Gérard Rougeron

Abonné·e de Mediapart

8 Billets

0 Édition

Billet de blog 12 novembre 2013

Gérard Rougeron

Abonné·e de Mediapart

A la veille de la Très Grande Guerre

La première commémoration séculaire de la Grande Guerre a déjà commencé. Ce sera la dernière car d’ici à 2114 le rouleau compresseur de l’histoire, lourd des crises à venir d’une très grande ampleur, aura tout aplati.

Gérard Rougeron

Abonné·e de Mediapart

Ce blog est personnel, la rédaction n’est pas à l’origine de ses contenus.

La première commémoration séculaire de la Grande Guerre a déjà commencé. Ce sera la dernière car d’ici à 2114 le rouleau compresseur de l’histoire, lourd des crises à venir d’une très grande ampleur, aura tout aplati. De 2014 à 2918, manifestations, spectacles et expositions (36.000, au moins autant que de monuments aux morts) vont proposer le pire et le meilleur, exploiter des clichés éculés ou oser des approches inédites. A l’occasion du 11 novembre 2013, on a pu constater que le pire était en marche, et que François Hollande lui communiquait une forte impulsion, comme on l’a dénoncé dans Mediapart. J’écris « dénoncé » pour appuyer le propos d’Antoine Perraud dans son article du 10 novembre, car le Président de la République, égal à lui-même à ce sujet comme en toutes matières, et plus Monsieur Prud’homme que jamais, contribue en effet dès 2013 à réveiller un nationalisme de fer-blanc, vague écho des passions françaises de 1913.

         Dans cette entreprise cocardière et politicienne, et passablement stupide, François Hollande à des alliés. France 2, pour commencer. La rédaction du journal télévisé, où l’on ne compte plus les erreurs factuelles, approximations et billevesées, a commencé à nous bombarder de « sujets » sur la Grande Guerre, car en matière de médias, on ne saurait trop devancer la concurrence. On nous emmène chaque soir au front, au clairon, avec les Poilus dans les tranchées de Beaumont-Hamel — pourtant tenues par les Britanniques — avec les ANZAC, volontaires australiens et néo-zélandais que France 2, un soir de match contre les All Blacks, enrôle quasiment en notre nom, mêlant allègrement le service de la République avec celui du roi d’un Empire sur lequel le soleil ne se couchait jamais.

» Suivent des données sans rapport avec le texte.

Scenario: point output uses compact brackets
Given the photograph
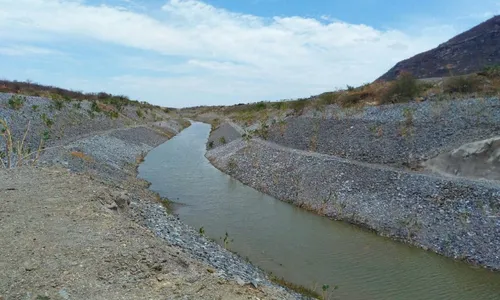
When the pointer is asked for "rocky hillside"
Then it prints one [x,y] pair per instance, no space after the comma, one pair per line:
[466,53]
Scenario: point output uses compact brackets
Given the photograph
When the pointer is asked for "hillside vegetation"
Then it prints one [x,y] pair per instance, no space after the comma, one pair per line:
[406,88]
[466,53]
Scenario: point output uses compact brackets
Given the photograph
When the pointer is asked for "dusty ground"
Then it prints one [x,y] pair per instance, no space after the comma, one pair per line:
[66,236]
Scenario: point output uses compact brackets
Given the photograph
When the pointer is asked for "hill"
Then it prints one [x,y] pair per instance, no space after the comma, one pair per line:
[466,53]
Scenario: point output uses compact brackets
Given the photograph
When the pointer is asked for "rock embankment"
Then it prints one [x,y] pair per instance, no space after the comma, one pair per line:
[82,226]
[455,217]
[399,135]
[64,236]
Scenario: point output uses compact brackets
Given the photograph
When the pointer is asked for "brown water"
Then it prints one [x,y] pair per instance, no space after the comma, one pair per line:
[300,246]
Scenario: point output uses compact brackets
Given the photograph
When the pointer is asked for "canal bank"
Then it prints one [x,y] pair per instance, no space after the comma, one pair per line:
[301,246]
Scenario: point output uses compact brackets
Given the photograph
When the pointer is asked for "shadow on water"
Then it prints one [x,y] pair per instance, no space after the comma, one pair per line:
[302,247]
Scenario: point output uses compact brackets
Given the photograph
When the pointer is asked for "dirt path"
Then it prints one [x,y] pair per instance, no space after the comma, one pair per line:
[63,237]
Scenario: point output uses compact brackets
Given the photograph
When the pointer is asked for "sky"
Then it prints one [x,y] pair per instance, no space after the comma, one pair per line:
[181,53]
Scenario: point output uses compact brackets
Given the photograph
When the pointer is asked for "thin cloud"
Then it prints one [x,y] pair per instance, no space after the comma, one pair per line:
[264,57]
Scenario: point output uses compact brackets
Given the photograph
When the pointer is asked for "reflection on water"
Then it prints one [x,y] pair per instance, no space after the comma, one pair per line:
[298,245]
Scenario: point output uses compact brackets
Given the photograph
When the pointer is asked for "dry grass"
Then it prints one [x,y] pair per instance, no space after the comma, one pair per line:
[16,154]
[404,89]
[81,155]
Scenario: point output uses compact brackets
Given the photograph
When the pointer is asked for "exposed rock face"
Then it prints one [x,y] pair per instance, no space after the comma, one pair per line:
[466,53]
[455,217]
[475,160]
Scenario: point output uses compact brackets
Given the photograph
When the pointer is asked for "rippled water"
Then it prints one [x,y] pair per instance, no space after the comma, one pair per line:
[298,245]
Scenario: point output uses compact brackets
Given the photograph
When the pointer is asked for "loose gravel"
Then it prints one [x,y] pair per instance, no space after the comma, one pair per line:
[400,135]
[455,217]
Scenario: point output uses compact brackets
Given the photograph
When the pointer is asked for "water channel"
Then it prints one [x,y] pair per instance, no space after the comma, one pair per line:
[298,245]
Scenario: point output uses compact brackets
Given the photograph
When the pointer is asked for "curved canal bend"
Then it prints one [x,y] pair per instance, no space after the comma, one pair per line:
[300,246]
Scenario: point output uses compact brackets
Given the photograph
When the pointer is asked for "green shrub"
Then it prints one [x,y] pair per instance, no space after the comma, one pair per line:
[139,113]
[298,106]
[328,98]
[462,84]
[95,107]
[113,114]
[402,89]
[491,71]
[350,99]
[58,103]
[48,121]
[16,102]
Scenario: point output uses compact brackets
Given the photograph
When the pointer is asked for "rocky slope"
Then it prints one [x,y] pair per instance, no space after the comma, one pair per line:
[82,226]
[66,236]
[371,166]
[466,53]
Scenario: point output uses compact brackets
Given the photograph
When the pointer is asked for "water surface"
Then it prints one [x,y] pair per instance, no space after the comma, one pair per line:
[300,246]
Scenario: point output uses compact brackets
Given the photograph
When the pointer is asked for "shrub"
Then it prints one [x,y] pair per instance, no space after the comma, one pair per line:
[95,107]
[113,114]
[461,84]
[58,104]
[350,99]
[298,106]
[491,71]
[403,89]
[16,102]
[139,113]
[48,121]
[328,98]
[260,106]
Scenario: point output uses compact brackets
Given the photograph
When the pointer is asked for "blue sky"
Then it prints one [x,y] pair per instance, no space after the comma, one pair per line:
[188,52]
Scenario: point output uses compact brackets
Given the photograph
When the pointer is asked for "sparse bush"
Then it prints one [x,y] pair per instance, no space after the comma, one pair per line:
[328,98]
[139,113]
[298,105]
[112,114]
[491,71]
[95,107]
[16,151]
[403,89]
[351,99]
[48,121]
[16,102]
[462,84]
[58,104]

         Et ça ne fait que commencer. Vingt ans après la création de l’Historial de la Grande Guerre à Péronne, premier et unique musée transnational des mentalités, auquel Antoine Perraud a rendu hommage, on en est encore à Déroulède, alors que la tragédie a dévoré 6 millions de victimes militaires et civiles « non-françaises », Britanniques, Allemands et Russes, sans compter la poussière de trente-neuf ethnies, devenues pour beaucoup des nations, toutes présentes sur un front effacé de l’histoire pendant des décennies, de la Belgique à la Somme. Ce front, en effet, parce qu’il était trop étranger, les livres d’après-guerre destinés aux jeunes l’avaient oublié au profit de Verdun et de la célébration de son artisan qui en fera son fond de commerce politique, Pétain.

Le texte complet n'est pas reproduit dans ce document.